Die Beweislast des VR besteht auch für diese Umstände. Allerdings muss der VN bei feststehendem Fahrfehler erklären, wie es sonst dazu kommen konnte, wenn der Fehler als solcher als alkoholtypisch eingestuft werden kann. Insoweit trifft ihn eine Darlegungslast.Der VR muss widerlegen, wenn der Umstand den VN zu entlasten geeignet ist. Der VN muss aber keine Sachverhalte erfinden, wenn er dazu keine Angaben machen kann, weil etwa der Fahrer verstorben ist oder an einer Amnesie leidet (LG Potsdam NZV 04, 529).
|
Checkliste: Unfall durch Bewusstseinsstörung |
Lehnt der VR Ansprüche aus der Unfallversicherung wegen alkoholbedingter Bewusstseinsstörung ab, müssen folgende Punkte geprüft werden:
1. Hat sich der VR rechtzeitig auf den Ausschluss berufen (dazu BGH VersR 06, 57 zum vergleichbaren Problem des § 12 Abs. 3 VVG)?
2. Eignet sich der Fall für die Überprüfung der Rechtsfrage, ob die Klausel wirksam ist?
3. Ist die Blutprobe ordnungsgemäß entnommen worden?
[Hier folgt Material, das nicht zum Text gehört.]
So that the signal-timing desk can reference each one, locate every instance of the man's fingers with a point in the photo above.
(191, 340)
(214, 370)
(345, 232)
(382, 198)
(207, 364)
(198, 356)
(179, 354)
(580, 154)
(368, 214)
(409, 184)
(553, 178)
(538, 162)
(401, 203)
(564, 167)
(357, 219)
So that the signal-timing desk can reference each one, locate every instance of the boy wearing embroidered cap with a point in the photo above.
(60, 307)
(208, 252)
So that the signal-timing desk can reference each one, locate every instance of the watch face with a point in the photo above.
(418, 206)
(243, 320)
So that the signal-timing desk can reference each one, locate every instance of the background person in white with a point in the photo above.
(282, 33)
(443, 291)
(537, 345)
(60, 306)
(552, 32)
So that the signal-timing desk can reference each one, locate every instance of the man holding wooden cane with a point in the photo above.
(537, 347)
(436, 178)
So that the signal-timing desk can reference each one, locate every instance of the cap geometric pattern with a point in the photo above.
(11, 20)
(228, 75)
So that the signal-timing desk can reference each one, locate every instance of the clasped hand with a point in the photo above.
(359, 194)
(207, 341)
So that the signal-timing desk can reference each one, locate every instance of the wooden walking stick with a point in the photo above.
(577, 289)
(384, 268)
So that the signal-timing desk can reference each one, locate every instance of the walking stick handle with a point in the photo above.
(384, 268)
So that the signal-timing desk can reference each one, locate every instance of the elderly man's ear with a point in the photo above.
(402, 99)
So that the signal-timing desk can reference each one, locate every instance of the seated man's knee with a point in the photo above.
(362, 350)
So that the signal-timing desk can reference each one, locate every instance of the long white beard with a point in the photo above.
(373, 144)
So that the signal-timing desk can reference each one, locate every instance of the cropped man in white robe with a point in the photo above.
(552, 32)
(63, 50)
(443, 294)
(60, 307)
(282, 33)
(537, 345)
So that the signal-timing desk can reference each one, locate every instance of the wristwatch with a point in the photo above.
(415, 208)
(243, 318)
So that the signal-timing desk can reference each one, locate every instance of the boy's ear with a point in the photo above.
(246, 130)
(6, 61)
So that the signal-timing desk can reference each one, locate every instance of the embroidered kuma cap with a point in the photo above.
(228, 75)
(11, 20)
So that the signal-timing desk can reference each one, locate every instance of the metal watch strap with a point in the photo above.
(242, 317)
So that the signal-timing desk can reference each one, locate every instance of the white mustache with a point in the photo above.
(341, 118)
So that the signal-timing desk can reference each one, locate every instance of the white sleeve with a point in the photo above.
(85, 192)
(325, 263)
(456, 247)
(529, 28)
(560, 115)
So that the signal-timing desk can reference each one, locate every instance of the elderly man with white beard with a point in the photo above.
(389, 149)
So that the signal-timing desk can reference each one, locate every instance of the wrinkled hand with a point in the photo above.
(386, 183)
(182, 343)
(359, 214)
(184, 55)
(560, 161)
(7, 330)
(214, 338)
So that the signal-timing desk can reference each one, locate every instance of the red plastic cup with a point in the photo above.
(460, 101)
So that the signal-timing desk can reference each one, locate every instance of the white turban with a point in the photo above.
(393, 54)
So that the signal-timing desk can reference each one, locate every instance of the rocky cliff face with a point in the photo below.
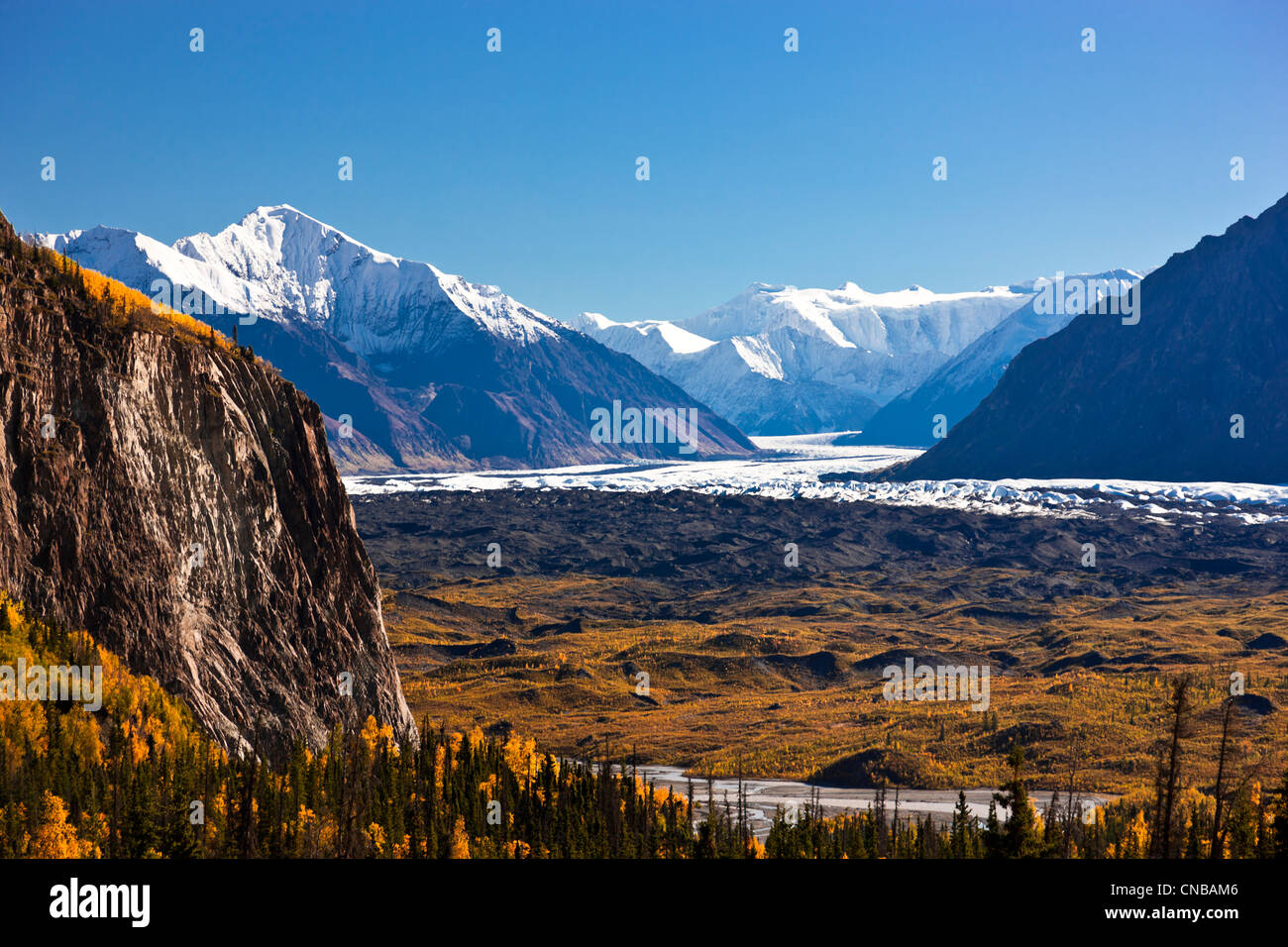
(176, 499)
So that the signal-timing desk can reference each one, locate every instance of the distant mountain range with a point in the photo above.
(780, 360)
(429, 371)
(175, 497)
(1194, 390)
(962, 381)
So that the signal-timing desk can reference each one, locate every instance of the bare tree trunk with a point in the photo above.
(1218, 836)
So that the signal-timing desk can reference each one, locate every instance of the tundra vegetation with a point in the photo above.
(138, 779)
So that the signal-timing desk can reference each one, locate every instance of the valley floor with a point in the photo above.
(777, 671)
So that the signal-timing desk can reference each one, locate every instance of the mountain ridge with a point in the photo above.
(1193, 390)
(172, 495)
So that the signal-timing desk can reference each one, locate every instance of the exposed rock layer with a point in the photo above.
(185, 510)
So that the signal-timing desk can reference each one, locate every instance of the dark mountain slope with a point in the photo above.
(130, 437)
(1154, 399)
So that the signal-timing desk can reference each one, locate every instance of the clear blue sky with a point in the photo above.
(518, 169)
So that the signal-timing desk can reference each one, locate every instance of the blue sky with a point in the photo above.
(518, 167)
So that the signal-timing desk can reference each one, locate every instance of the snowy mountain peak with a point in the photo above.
(279, 263)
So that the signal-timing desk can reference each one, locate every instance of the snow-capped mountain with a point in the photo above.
(1190, 385)
(780, 360)
(434, 371)
(965, 380)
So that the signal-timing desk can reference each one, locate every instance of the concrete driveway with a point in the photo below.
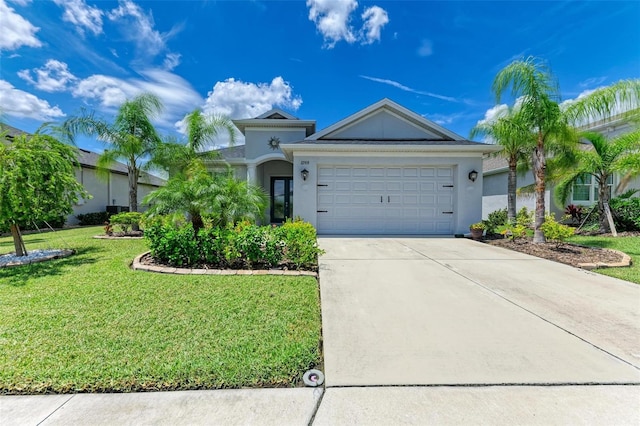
(454, 312)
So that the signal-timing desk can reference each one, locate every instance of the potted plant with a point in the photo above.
(477, 229)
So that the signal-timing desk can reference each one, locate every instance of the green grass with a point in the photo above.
(88, 323)
(628, 245)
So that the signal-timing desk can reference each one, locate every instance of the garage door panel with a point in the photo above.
(391, 200)
(377, 186)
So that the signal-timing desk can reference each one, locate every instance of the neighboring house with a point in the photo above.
(585, 192)
(110, 192)
(382, 170)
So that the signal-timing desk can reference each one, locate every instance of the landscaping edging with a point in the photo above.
(109, 237)
(137, 265)
(625, 262)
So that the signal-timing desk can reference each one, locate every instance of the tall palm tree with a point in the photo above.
(511, 132)
(236, 200)
(532, 83)
(620, 154)
(176, 157)
(225, 197)
(131, 137)
(619, 99)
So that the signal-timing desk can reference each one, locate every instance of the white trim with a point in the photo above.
(392, 107)
(397, 150)
(277, 111)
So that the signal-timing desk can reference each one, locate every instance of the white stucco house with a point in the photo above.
(495, 172)
(108, 193)
(383, 170)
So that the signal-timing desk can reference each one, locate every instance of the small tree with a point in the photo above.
(37, 182)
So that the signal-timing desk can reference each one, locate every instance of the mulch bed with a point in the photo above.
(569, 254)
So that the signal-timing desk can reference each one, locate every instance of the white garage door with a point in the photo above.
(385, 200)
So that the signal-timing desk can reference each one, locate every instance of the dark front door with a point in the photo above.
(281, 199)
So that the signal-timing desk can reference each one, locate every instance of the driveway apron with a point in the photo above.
(444, 311)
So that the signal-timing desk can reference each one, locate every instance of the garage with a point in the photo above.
(387, 170)
(385, 200)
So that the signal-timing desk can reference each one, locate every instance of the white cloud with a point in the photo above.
(238, 99)
(333, 21)
(409, 89)
(176, 94)
(426, 48)
(494, 113)
(109, 91)
(139, 27)
(374, 19)
(171, 61)
(81, 15)
(16, 31)
(21, 104)
(54, 76)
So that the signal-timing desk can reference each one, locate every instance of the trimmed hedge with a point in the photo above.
(243, 246)
(626, 213)
(90, 219)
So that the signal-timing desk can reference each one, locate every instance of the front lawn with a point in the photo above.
(628, 245)
(88, 323)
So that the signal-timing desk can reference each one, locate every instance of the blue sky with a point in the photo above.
(316, 59)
Anderenfalls ist eine sachverständige Beurteilung unumgänglich.
4. Ist die Blutprobe nach den standardisierten Regeln ausgewertet worden? Anderenfalls bleibt sie zwar verwertbar, aber nur mit höheren Sicherheitsabschlägen und nach Maßgabe sachverständiger Begutachtung.
5. Kommt ein Fall absoluter Verkehrsuntüchtigkeit in Betracht und ist der Grenzwert überschritten? Steht bei Radfahrern fest, dass sie gefahren sind und nicht etwa das Fahrrad geschoben haben?
6. Ist die alkoholbedingte Verkehrsuntüchtigkeit in einem solchen Fall zumindest mitursächlich für den Unfall geworden oder kommen Umstände in Betracht, die den Anscheinsbeweis für „Typizität“ des Alkohols für den Unfall im Einzelfall ernsthaft in Frage stellen?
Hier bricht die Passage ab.